Un hurlement retentit. Un frisson parcourut son échine. Elle recula de la porte tout en se plongeant dans ses pensées. Aleka se recroquevilla dans son lit. Puis, son regard se posa sur la forme translucide de sa grand-mère maternelle. Son œil droit pendait à son orbite dégoulinant de sang. Une vilaine plaie saignait au travers de son visage. La vielle femme avait passé l’arme à gauche dans ses habits de nuit. Sa présence rayonnait de souffrance et de tristesse. La jeune fille n’osa pas prendre la parole. Quand Mamie avait un visage aussi grave, il ne fallait pas la déranger.
Les défunts affluaient dans sa prison. Leurs émotions d’extase reflétaient les actions perpétuées à l’étage par ce qui semblait être une bande de sauvages massacrant les habitants des lieux. Des cris lui parvenaient et parfois, elle entendait l’écho de sanglots. Les morts murmuraient entre eux n’adressant nul regard dans sa direction.
Ses pensées se tournèrent vers le mort dont le sang se répandait encore sur le sol passant le pas de sa porte. Elle ne connaissait pas son nom et de toute façon, il n’avait jamais éprouvé le besoin de lui dire, se contentant de lui rendre visite tous les quatre mois pour lui infliger des vices qu’Aleka n’osait même pas exprimer dans son journal. Il avait été l’une des trois personnes qui venaient s'assurer qu’elle vivait encore.

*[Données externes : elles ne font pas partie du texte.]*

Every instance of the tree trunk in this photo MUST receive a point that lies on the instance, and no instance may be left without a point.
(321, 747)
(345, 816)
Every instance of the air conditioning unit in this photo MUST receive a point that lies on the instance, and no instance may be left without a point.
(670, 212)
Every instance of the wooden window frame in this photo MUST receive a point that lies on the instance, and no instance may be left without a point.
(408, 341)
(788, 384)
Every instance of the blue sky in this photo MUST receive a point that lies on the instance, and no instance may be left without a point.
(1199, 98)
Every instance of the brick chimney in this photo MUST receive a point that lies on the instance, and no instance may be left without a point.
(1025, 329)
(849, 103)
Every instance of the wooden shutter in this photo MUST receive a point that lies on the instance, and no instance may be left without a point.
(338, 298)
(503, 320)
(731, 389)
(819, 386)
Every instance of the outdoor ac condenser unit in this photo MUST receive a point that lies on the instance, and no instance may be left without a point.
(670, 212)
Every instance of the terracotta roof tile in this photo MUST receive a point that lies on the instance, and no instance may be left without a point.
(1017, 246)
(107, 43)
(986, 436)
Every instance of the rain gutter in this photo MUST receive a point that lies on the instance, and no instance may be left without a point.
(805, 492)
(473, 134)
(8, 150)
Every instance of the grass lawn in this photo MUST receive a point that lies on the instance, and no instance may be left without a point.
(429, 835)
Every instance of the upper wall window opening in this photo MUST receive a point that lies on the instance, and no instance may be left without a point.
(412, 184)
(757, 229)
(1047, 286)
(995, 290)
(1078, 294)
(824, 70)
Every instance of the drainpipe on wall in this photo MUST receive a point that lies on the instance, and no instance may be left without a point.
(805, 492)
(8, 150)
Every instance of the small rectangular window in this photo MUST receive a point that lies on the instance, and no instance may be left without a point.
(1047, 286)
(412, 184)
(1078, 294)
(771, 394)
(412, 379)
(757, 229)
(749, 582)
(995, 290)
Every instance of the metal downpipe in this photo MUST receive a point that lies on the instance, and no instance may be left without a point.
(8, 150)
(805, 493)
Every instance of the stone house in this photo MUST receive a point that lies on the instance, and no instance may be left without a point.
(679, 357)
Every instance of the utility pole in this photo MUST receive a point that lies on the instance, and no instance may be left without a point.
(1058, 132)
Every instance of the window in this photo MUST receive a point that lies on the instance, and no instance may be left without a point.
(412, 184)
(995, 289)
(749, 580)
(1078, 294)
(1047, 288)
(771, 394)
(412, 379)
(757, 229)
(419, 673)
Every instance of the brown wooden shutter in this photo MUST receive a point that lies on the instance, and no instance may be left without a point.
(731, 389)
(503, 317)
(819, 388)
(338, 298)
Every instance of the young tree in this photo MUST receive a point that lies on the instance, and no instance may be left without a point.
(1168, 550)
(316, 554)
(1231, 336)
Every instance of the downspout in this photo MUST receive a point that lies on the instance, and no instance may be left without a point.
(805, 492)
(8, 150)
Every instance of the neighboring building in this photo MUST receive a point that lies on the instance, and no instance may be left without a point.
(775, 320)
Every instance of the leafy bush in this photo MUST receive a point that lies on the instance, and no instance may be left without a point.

La jeune fille se glissa au milieu des défunts et s’installa à son bureau. Son regard balaya son environnement s’arrêtant brièvement sur les dessins enfantins accrochés à un fil de pêche, sur les toiles d’araignée ornant les coins de la pièce, sur le miroir suspendu au plafond et sur son lit. Akela saisit son stylo à plume, décidant de se plonger dans sa tourmente.
Le temps est à peine visible dans notre dédale de chemins. Il s’élance en nous abandonnant à notre souffrance et à notre quotidien. Il demeure un point lumineux dans un paysage de nuit. Lorsque le temps disparaît, c’est que notre souffle de vie n’est plus. Il n’est plus qu’un souvenir amer.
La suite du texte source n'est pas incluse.